Indeed, given the signs that casual sex was (and is) regarded as an entitlement in these sectors and no big deal, and given that Western countries such as Germany were increasingly legalising prostitution and treating it as regular “work”, there might not have been any new rules, except for one important development: the growth of human trafficking and the part that prostitution plays in this modern form of slavery.
A United Nations protocol designed to control and stamp out trafficking came into force at the end of 2003 and was ratified by the US along with — by 2010 — 116 other countries. The State Department strictures of 2006 were part of the Bush administration’s effort to give effect to this commitment. The moral issues of casual and adulterous sex, whether with foreigners or other state employees, do not appear to have played any part in it.
Nor do they seem to feature in criticism of the posse of Secret Service agents and their military counterparts who disgraced themselves in Cartagena. (No-one, by the way, seems to have taken the security threat very seriously.) Columnist Kirsten Powers takes them to task for fuelling sex trafficking, indirectly at least, not for cheating on their wives.

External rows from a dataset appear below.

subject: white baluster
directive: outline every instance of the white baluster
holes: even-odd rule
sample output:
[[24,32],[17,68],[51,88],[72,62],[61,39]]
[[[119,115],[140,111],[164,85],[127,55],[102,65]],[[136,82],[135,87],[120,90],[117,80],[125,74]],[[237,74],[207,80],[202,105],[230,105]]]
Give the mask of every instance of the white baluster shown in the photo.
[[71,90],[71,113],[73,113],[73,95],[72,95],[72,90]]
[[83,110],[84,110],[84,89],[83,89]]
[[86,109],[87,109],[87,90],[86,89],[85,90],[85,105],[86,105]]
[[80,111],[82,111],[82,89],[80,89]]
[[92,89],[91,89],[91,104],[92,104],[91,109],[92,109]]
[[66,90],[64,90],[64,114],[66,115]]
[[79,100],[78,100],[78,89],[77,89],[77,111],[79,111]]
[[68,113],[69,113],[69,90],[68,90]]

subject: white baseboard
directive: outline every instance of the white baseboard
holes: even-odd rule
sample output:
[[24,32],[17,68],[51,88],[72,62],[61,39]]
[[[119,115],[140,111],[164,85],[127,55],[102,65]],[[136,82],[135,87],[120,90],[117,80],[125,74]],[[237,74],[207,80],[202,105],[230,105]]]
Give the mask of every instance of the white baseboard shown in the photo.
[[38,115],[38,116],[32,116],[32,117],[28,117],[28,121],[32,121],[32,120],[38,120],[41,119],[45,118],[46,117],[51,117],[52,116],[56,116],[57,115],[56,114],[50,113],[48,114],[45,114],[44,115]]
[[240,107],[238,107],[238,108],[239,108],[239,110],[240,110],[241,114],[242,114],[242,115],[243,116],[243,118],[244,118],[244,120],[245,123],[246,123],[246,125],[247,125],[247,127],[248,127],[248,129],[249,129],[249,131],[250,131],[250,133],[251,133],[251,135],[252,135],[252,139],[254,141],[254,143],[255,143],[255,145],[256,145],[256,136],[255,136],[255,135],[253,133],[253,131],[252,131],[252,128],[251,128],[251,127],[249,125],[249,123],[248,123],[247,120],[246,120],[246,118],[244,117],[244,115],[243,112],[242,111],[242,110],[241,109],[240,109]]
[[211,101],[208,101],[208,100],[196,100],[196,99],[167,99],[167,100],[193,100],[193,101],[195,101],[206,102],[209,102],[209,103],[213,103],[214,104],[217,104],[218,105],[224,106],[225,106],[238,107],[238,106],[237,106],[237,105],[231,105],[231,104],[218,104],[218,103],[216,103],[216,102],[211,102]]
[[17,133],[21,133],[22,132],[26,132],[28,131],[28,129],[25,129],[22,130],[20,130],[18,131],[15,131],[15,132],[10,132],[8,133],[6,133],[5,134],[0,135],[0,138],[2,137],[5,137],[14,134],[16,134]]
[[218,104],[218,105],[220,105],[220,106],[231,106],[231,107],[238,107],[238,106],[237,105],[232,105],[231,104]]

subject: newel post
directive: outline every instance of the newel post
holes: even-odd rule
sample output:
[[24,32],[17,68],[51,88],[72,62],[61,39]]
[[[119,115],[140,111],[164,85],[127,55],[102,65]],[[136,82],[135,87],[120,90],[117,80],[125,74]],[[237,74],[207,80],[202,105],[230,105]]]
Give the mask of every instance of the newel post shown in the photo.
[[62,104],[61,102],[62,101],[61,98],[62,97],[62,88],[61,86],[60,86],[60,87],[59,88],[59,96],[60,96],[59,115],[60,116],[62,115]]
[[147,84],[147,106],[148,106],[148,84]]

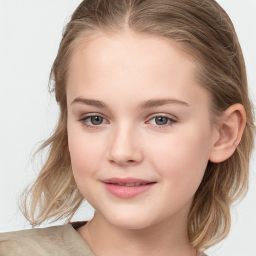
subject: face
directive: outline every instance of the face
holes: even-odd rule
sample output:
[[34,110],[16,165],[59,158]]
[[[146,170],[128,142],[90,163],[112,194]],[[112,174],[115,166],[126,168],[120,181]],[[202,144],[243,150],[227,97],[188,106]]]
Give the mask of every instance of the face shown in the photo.
[[140,228],[187,218],[214,140],[196,70],[172,43],[131,32],[96,36],[72,55],[66,92],[74,175],[113,225]]

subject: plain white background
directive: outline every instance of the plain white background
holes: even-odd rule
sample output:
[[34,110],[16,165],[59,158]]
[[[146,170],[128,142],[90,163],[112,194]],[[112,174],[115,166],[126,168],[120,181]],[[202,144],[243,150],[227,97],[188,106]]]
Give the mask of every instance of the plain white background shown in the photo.
[[[58,108],[48,92],[48,77],[62,28],[80,2],[0,0],[0,232],[30,228],[18,212],[17,201],[42,164],[40,158],[32,162],[32,152],[56,124]],[[236,30],[255,103],[256,0],[218,2]],[[254,154],[249,191],[232,210],[231,232],[206,251],[210,256],[256,256],[254,158]],[[92,214],[93,210],[84,204],[74,220],[88,219]]]

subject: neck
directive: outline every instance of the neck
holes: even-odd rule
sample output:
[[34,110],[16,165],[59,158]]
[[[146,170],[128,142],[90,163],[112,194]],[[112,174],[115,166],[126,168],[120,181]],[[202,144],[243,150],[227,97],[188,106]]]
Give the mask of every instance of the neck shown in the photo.
[[96,212],[93,219],[78,232],[97,256],[196,254],[188,241],[186,222],[178,219],[164,220],[144,228],[124,229],[112,224]]

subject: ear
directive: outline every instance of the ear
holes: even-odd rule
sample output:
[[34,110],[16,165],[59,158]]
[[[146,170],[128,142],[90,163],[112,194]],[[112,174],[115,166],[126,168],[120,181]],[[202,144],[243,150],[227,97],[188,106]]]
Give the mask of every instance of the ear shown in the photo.
[[240,142],[246,124],[246,112],[244,106],[234,104],[226,110],[218,121],[216,138],[210,152],[209,160],[220,162],[233,154]]

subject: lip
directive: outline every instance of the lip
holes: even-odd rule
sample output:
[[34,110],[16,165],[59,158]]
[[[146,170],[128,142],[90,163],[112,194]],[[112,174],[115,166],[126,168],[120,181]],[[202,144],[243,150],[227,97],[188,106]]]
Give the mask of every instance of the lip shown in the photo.
[[154,181],[132,178],[114,178],[104,180],[102,182],[108,192],[122,198],[133,198],[145,192],[156,183]]

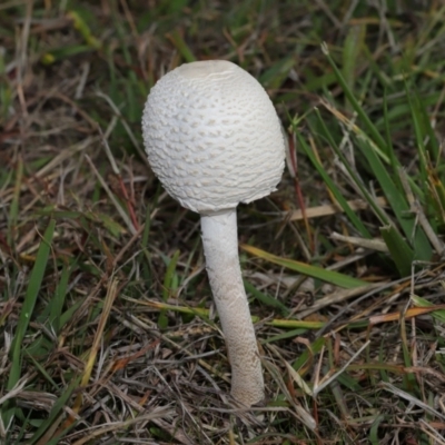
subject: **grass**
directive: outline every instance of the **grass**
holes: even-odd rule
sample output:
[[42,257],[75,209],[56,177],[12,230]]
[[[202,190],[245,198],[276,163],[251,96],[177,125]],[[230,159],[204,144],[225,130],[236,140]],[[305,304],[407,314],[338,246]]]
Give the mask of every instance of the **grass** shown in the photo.
[[[0,443],[444,444],[441,1],[0,6]],[[221,58],[289,138],[239,208],[267,399],[233,408],[199,219],[150,87]]]

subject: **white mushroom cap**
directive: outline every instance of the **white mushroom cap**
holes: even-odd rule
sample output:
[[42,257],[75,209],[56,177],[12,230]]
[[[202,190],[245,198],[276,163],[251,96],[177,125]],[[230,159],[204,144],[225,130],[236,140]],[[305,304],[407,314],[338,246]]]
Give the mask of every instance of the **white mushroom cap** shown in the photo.
[[285,145],[259,82],[235,63],[186,63],[151,89],[142,117],[148,160],[166,190],[199,214],[269,195]]

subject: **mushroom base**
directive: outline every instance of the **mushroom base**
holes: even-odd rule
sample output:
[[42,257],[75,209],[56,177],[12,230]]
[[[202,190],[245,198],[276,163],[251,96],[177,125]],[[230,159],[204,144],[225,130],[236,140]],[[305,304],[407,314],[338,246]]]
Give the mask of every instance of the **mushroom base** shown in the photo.
[[255,329],[238,256],[236,209],[201,216],[206,268],[231,365],[231,395],[251,406],[264,398]]

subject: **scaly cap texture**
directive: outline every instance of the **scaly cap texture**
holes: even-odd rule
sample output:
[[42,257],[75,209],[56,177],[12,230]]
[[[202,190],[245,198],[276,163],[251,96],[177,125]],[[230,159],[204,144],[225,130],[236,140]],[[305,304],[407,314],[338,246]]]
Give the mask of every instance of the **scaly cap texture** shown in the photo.
[[269,195],[284,170],[284,137],[267,92],[225,60],[164,76],[148,96],[142,136],[166,190],[199,214]]

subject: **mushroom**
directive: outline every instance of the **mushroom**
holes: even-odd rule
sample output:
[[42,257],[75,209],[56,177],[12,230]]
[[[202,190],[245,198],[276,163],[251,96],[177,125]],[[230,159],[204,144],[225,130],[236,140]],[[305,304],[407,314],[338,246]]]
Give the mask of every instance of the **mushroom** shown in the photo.
[[176,68],[151,88],[142,134],[165,189],[201,216],[207,274],[231,365],[231,395],[251,406],[265,389],[239,266],[236,208],[269,195],[281,178],[279,118],[247,71],[225,60],[198,61]]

She quotes the US State Department which says that forced prostitution of women and children from rural areas in urban areas remains a problem in Colombia, which is “also a destination for foreign child sex tourists, particularly coastal cities such as Cartagena” — the reason why Colombia is known as the “Thailand of Latin America”. Says Ms Powers:
Representatives of the U.S. government should be setting the standard for the world, not feeding the problem of sex trafficking. The chances that the women or girls the Secret Service agents procured for their pleasure were there by free will is very low. Most likely, they were sex slaves.
Most likely she is correct. It is hard to believe that there is much if any freedom in the sex industry, anywhere, but where there is poverty and social dislocation, as in developing countries like Colombia, so much the less. And Kirsten Powers is certainly right to say that Americans abroad should be setting a high standard — of respect for women, protection of children — for the world. Sex trafficking is a hateful crime and we must do all in our power to stop it.

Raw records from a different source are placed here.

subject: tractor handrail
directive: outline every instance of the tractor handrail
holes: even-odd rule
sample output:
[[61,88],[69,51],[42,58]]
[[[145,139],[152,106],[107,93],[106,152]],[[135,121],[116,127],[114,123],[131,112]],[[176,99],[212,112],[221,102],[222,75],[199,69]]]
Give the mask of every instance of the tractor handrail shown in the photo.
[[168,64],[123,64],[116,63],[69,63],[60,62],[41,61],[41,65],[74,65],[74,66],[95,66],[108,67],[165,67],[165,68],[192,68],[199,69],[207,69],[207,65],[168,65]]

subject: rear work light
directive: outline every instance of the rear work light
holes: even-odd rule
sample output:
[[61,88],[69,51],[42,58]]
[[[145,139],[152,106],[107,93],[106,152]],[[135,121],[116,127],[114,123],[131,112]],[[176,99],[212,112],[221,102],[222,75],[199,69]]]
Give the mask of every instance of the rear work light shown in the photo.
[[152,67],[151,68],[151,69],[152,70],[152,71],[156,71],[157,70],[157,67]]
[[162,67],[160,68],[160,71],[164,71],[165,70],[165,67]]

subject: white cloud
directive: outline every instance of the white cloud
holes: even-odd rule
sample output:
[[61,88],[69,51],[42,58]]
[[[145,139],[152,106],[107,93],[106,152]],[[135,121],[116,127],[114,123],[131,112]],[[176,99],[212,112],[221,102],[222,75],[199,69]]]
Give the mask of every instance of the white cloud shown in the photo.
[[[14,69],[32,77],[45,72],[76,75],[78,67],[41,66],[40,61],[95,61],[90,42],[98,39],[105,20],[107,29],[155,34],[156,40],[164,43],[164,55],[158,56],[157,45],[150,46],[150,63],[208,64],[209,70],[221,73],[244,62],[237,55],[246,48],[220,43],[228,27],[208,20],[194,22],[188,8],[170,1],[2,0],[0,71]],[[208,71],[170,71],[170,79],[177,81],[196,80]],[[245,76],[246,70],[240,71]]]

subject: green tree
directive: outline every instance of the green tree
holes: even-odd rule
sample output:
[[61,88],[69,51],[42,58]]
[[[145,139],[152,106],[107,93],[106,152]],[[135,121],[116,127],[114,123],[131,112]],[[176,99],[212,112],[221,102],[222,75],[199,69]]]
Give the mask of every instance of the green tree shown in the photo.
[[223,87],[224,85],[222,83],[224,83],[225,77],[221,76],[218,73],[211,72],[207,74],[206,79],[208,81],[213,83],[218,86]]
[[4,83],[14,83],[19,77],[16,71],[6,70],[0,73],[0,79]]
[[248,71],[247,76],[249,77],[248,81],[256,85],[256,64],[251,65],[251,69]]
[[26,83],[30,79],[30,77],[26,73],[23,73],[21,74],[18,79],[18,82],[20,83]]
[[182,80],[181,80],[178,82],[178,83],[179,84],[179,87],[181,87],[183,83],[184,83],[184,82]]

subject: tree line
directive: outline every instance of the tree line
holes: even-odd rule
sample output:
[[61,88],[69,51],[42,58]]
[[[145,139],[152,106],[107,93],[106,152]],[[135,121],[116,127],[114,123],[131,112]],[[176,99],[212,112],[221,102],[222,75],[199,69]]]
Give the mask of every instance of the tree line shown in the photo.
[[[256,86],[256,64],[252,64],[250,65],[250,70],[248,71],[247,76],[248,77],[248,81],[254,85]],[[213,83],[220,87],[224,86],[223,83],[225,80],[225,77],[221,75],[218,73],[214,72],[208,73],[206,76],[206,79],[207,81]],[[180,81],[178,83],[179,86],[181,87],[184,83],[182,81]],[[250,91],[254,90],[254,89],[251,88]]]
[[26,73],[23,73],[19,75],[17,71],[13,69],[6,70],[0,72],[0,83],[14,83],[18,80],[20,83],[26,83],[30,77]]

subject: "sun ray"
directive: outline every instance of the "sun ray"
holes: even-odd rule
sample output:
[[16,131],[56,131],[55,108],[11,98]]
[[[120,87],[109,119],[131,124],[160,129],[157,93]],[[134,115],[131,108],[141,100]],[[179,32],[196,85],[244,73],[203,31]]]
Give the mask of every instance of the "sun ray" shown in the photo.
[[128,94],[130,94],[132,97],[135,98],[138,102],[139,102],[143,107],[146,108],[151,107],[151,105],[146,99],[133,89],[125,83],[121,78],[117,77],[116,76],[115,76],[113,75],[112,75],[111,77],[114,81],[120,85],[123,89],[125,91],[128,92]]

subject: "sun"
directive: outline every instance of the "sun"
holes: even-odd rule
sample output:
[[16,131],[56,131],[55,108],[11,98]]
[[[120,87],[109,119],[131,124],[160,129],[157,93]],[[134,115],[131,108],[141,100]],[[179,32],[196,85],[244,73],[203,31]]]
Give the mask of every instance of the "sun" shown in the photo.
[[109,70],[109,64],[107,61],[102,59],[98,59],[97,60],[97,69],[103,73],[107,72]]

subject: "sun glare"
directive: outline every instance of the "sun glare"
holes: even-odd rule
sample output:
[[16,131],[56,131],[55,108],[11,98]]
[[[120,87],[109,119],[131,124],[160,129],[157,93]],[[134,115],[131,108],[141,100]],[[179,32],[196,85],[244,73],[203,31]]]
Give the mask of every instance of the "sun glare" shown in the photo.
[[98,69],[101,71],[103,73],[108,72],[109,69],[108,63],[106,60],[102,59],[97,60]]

But let’s not forget that the war on trafficking starts at home. A couple of years ago Hillary Clinton observed that drug trafficking from Mexico would not be stopped by measures at the border as long as there was an appetite for drugs in the United States. It’s the same with sex. If servicemen work in institutions that wink at the appetite for random sex, those institutions exist in a wider culture where practically any sexual activity that is not forced is permitted — and in this thicket forced sex also finds shelter in which to grow.
Just one example: Nicholas Kristof wrote in the New York Times last month that America’s leading website for prostitution ads, Backpage.com, has been partly financed (by a 16 per cent stake in the owner, Village Voice Media) for more than six years by none other than Goldman Sachs. The leading financial firm, which had a representative on the board of Village Voice Media for four years, cannot have been unaware that the site is notorious for ties to sex trafficking.

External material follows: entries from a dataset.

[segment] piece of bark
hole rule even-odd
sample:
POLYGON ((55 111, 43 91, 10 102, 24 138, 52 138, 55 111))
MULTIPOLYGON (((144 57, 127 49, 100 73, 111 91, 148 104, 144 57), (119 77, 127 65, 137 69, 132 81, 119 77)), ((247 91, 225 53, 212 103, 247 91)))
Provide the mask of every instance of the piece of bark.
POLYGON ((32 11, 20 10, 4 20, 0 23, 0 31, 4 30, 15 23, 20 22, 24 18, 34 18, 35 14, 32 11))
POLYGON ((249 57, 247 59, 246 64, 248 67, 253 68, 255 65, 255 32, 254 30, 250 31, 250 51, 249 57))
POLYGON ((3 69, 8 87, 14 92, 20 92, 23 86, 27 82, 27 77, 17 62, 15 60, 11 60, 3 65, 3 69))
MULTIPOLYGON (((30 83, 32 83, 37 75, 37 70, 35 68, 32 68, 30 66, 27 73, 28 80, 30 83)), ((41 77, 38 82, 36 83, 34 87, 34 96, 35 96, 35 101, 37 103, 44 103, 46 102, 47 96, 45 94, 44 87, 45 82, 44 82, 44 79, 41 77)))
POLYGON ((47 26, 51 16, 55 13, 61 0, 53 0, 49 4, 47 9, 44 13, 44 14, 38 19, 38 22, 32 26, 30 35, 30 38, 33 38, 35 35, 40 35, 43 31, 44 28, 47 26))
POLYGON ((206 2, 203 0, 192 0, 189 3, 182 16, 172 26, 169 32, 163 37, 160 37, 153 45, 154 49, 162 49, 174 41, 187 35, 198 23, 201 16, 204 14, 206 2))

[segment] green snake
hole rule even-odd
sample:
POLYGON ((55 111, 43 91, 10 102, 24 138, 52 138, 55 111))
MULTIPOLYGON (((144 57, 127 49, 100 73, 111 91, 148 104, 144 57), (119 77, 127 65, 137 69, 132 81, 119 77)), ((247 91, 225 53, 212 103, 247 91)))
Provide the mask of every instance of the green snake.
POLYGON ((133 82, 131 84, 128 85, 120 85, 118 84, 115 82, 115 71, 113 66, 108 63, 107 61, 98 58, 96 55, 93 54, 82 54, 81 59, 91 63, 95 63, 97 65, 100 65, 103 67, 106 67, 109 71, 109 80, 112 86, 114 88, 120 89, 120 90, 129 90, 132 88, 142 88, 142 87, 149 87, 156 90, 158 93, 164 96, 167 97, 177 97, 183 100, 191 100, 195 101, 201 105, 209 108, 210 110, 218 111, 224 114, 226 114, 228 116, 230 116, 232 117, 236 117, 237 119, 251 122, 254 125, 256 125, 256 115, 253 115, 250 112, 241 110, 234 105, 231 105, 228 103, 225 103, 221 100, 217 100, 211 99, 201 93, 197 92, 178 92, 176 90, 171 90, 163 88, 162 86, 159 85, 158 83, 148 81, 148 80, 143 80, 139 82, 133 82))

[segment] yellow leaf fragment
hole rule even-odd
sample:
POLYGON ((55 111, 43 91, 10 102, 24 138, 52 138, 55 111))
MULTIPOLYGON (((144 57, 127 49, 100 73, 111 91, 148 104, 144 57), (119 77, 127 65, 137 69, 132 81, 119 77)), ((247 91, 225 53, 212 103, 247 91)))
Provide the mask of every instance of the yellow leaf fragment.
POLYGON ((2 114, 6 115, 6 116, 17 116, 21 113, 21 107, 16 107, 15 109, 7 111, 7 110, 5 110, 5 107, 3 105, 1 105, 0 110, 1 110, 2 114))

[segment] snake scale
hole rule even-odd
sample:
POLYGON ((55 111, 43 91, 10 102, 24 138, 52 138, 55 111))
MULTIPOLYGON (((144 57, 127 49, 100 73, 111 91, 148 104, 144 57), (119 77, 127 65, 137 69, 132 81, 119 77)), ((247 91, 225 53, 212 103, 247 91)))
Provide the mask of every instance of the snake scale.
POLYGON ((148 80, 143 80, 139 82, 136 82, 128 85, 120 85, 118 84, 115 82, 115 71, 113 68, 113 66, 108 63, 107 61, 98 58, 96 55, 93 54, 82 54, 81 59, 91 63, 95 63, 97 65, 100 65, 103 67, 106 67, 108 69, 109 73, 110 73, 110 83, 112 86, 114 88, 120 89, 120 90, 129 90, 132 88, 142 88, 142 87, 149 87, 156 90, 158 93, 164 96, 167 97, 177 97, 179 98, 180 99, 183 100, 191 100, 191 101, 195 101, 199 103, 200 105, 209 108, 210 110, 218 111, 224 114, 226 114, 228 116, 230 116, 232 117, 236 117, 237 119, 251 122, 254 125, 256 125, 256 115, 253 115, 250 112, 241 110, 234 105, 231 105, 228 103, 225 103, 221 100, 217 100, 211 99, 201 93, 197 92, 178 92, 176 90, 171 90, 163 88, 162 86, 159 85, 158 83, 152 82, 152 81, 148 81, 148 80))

While it is good to see the moral fervour going into the war on sex trafficking, one cannot help feeling that it is doomed to failure. If coercion is to be the only criterion for illegitimate and destructive sex, a huge source of sexual mayhem and human misery will go unchecked. Use of pornography, hooking up, marital infidelity — these are symptoms of unruly appetites that lead to nights of debauchery in foreign cities and the destruction of families at home. Until the public voices of conscience start dealing with these broad cultural trends, Cartagena-type scandals will continue to embarrass and distract Western governments. Or worse.
Carolyn Moynihan is deputy editor of MercatorNet.